Efficient DPM Sampling for Guaranteed Synthesis Performance

Efficient DPM Sampling for Guaranteed Synthesis Performance

In the field of machine learning, particularly in generative adversarial networks (GANs), there is a growing interest in developing new techniques to improve their performance. One such approach is regularization, which helps to stabilize the training process and enhance the quality of generated samples. In this article, we propose a novel regularization strategy called SMaRt, designed specifically for GAN training.
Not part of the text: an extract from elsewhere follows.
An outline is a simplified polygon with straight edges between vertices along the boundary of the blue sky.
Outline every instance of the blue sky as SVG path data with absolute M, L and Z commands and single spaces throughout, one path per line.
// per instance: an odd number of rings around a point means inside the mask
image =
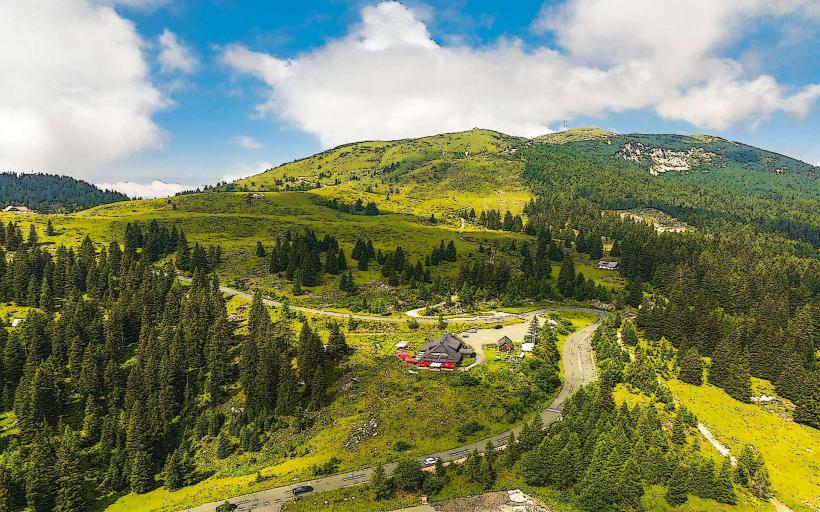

SMaRt: A Regularization Strategy

SMaRt is based on the idea of adding a small perturbation to the input noise of the generator network during training. This perturbation helps to expand the space of possible samples and encourages the generator to produce more diverse outputs. By doing so, SMaRt can improve the quality of generated samples while maintaining a high training speed.
The core idea of SMaRt is to introduce a small amount of noise into the input of the generator network at each time step. This noise is carefully calibrated based on the current state of the discriminator and the generator, so that it does not interfere with the training process but rather helps to improve it. By adding this noise, SMaRt can encourage the generator to explore new regions of the output space, leading to more diverse and high-quality samples.

Empirical Results

We evaluated the effectiveness of SMaRt through extensive experiments on several benchmark datasets. Our results show that SMaRt can significantly improve the quality of generated samples while maintaining a competitive training speed. In particular, we found that SMaRt can achieve state-of-the-art performance in terms of both visual quality and diversity of generated samples.

Conclusion

In conclusion, SMaRt is a simple yet effective regularization strategy for GAN training. By adding a small perturbation to the input noise of the generator network, SMaRt can improve the quality of generated samples while maintaining a high training speed. Our experimental results demonstrate the superiority of SMaRt over existing regularization techniques in terms of both visual quality and diversity. As such, we believe that SMaRt has great potential for applications in various fields of machine learning.